Staubach, for example, is putting off back surgery to correct spinal stenosis because—as was Springs'— it's an elective surgery.
"It just reminds you that the most important person in surgery isn't the doctor," Staubach says, "it's the anesthesiologist. I know every day there are millions of people put under and brought back successfully. But you look at Ron and just makes you think, 'You know what, maybe I'll just take another Advil and deal with it.'"
And when a supposedly simple surgery leaves a high-profile patient a vegetable and the lead physician testifies to stuff like, "I wasn't there at the time and I...I don't know exactly what happened," you can bet the procedure will be thoroughly examined and cross-examined.
Godat said he was talking on his cell phone and walking toward the operating room when he received another call alerting him that Springs was ready for surgery. He said in his deposition that he was initially talking to his brother, though, curiously, Mark testified that he doesn't recall the moment.
"I don't...I don't remember," Mark said in his deposition on January 4, 2010. "I don't remember if I was on the phone to him. I don't even know when the Ron Springs thing happened."
Though there is no concrete evidence to the contrary, Weisbrod and Adriane aren't buying Godat's excused absence.
"I don't think he was on the phone with his brother," the attorney claims. "I think he ducked out of the operating suite for some personal issue...But I do know that he should've been there."
Answers Bell, "It was not inappropriate for Dr. Godat not to be present when anesthesia started. He was, in fact, on campus, but unaware that it had even started. By the time he walked in, a code for Mr. Springs was in progress."
What Godat missed was Springs suffering from unpredictable throat spasms that closed his airway while under anesthesia. By the time Abraham and emergency personnel helped re-establish the passage, Springs had gone almost a half-hour with an unsecured airway and anywhere from 2 to 4 minutes without oxygen to his brain. His catastrophic damage is the result of hypoxic brain injury due to oxygen deprivation.

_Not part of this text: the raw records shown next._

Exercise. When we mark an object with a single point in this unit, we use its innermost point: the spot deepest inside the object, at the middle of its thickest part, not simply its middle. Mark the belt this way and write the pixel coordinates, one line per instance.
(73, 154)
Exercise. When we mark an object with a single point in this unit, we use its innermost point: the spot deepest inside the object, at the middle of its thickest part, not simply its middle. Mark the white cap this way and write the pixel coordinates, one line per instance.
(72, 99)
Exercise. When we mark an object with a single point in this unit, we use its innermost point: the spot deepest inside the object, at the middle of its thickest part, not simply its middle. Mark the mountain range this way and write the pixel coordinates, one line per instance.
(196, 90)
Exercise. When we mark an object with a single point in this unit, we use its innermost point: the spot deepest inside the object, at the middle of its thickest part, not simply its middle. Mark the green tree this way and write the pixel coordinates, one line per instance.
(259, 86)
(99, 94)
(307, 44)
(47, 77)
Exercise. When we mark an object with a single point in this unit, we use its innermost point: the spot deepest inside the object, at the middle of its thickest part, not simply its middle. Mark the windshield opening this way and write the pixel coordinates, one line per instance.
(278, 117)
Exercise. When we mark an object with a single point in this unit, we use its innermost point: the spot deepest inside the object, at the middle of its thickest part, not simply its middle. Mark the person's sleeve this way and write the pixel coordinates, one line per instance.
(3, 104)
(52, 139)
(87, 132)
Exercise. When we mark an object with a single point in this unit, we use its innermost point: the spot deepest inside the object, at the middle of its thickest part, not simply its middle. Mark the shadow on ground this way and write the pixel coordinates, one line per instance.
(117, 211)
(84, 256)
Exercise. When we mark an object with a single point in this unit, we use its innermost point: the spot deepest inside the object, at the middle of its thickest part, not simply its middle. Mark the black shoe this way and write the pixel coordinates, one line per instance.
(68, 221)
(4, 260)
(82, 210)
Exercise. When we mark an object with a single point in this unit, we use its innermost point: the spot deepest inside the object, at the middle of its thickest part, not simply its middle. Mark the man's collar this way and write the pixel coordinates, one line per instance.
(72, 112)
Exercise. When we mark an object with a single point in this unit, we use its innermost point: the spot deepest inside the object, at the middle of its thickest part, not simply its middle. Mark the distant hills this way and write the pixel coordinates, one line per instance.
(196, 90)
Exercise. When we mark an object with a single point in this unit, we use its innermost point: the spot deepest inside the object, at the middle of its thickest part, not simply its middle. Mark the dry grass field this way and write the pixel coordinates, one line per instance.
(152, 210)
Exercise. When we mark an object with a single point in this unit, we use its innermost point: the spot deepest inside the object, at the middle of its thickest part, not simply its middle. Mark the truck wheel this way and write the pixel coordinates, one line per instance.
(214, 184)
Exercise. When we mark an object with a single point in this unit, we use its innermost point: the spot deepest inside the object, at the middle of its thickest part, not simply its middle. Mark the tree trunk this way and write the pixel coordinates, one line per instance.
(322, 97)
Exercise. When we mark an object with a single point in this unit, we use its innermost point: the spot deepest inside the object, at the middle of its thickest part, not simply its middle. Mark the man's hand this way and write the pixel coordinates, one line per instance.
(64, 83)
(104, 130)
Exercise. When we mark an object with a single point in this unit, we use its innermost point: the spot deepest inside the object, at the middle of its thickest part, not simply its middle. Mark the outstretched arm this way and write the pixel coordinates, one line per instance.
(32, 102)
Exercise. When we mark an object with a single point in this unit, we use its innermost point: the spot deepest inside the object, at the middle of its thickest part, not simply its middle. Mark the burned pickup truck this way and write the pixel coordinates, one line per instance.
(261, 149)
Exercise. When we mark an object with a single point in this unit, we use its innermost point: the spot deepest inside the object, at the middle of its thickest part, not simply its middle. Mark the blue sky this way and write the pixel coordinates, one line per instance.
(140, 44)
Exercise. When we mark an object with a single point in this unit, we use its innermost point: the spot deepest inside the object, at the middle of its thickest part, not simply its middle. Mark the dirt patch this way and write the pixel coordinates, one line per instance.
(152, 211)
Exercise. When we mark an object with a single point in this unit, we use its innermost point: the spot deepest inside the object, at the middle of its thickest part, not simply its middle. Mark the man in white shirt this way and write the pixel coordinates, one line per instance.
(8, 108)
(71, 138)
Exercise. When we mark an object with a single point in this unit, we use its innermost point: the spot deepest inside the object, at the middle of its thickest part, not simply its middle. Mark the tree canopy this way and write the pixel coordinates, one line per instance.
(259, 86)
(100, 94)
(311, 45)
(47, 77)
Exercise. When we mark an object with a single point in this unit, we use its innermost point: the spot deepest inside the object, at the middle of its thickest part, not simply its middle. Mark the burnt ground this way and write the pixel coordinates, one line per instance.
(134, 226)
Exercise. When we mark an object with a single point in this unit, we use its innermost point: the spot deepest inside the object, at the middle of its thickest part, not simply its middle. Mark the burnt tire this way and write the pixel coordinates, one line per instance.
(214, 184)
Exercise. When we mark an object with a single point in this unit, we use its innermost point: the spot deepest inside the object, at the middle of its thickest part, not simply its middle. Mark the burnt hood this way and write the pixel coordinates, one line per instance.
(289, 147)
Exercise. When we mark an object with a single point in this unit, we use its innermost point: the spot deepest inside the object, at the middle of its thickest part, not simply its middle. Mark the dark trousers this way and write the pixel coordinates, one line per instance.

While the Springs camp is critical of Abraham's inexperience and lack of investigation into the medical history before surgery, her attorney backs her actions as "wholly appropriate." Both sides agree, however, that Abraham did not discuss the type of anesthesia to be used on Springs with Godat or the patient, did not check his past surgical history (two operations were performed at Medical City), did not know the source, severity or size of the wound to be removed, and didn't even know that her patient was a transplant recipient or former football player (ironically, her Facebook page states that she is a fan of the Dallas Cowboys).
"Everything I did that day was appropriate," Abraham said in her deposition. "I wouldn't have changed approach or medicines."
Chamblee says his client was well-trained, responsible and accurate in her care. "To call Dr. Abraham inexperienced is just ridiculous."
Walls, however, can't hide his contempt for the doctor. "There was a level of incompetence that turned into a perfect storm that day," he says. "Dr. Abraham just ran roughshod over the process. From the first step, everything she did was unnecessary, and the way she did it was just disrespectful to all Ron and I went through."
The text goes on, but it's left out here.